United States or China ? Vote for the TOP Country of the Week !


"You might as well come along o' me for a change," said he to Willoughby. "We'll git on grand together. Come on; you won't be sorry after." "Quocunque trahunt fata sequamur," rejoined Willoughby, bowing gaily to me.

Man remained, the sad stern manhood of the Stoic, the spirit that breathes through the character of Æneas, enduring, baffled, yet full of a faith that the very storms that drove him from sea to sea were working out some mysterious and divine order. Man was greater than his fate: "Quo fata trahunt retrahuntque sequamur, Quicquid erit, superanda omnis fortuna ferendo est."

The very heroes show their authors; Achilles is hot, impatient, revengeful, Impiger, iracundus, inexorabilis, acer, &c. Aeneas patient, considerate, careful of his people, and merciful to his enemies; ever submissive to the will of heaven, quo fata trahunt, retrahuntque, sequamur. I could please myself with enlarging on this subject, but am forced to defer it to a fitter time.

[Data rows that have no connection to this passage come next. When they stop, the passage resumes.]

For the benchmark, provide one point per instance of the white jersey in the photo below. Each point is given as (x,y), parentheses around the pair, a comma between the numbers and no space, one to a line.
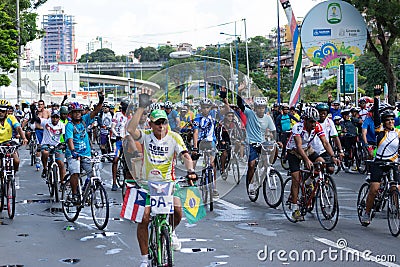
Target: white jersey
(158,160)
(120,121)
(330,131)
(51,133)
(306,138)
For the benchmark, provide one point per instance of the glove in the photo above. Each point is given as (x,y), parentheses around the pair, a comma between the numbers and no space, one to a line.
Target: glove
(144,100)
(101,97)
(222,94)
(74,154)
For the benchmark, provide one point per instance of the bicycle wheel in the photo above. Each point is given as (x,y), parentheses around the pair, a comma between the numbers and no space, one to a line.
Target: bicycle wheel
(253,197)
(10,196)
(234,167)
(165,248)
(362,201)
(273,188)
(70,209)
(99,205)
(393,212)
(284,161)
(56,179)
(327,205)
(287,200)
(120,173)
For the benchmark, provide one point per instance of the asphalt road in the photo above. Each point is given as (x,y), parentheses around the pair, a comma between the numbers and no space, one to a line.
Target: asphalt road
(237,233)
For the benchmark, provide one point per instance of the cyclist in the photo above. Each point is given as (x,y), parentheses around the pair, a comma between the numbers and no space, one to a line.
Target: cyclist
(42,113)
(105,120)
(173,116)
(54,129)
(9,123)
(204,129)
(78,146)
(302,145)
(387,139)
(118,129)
(329,129)
(160,146)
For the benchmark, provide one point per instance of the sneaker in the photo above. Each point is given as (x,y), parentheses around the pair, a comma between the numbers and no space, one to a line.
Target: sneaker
(252,189)
(176,243)
(365,219)
(296,215)
(215,193)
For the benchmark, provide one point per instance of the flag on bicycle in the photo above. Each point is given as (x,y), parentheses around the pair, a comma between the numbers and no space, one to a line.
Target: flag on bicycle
(192,204)
(134,204)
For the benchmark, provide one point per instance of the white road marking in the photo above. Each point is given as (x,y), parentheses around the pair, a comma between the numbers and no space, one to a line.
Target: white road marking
(229,205)
(352,251)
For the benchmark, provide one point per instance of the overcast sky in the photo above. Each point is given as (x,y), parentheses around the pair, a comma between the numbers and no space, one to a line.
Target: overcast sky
(129,24)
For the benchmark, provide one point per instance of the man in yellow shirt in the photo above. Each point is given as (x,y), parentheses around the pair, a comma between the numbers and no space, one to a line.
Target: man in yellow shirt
(7,124)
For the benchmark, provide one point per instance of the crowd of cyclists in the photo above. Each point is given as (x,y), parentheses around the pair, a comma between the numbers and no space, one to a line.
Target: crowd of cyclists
(158,133)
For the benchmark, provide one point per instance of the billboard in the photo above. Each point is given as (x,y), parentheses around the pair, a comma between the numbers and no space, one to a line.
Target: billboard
(332,30)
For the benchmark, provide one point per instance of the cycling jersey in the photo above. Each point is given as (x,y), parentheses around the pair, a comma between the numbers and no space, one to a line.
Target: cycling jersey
(158,155)
(307,139)
(328,126)
(52,133)
(388,144)
(120,121)
(6,130)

As soon as we were quite ready, M. Fridriksson advanced, and by way of farewell, called after me in the words of Virgil words which appeared to have been made for us, travelers starting for an uncertain destination: "Et quacunque viam dederit fortuna sequamur." The weather was overcast but settled, when we commenced our adventurous and perilous journey.

I constructed a few fine Latin sentences to express my cordial farewell. Then we bestrode our steeds and with his last adieu M. Fridrikssen treated me to a line of Virgil eminently applicable to such uncertain wanderers as we were likely to be: "Et quacumque viam dedent fortuna sequamur." "Therever fortune clears a way, Thither our ready footsteps stray."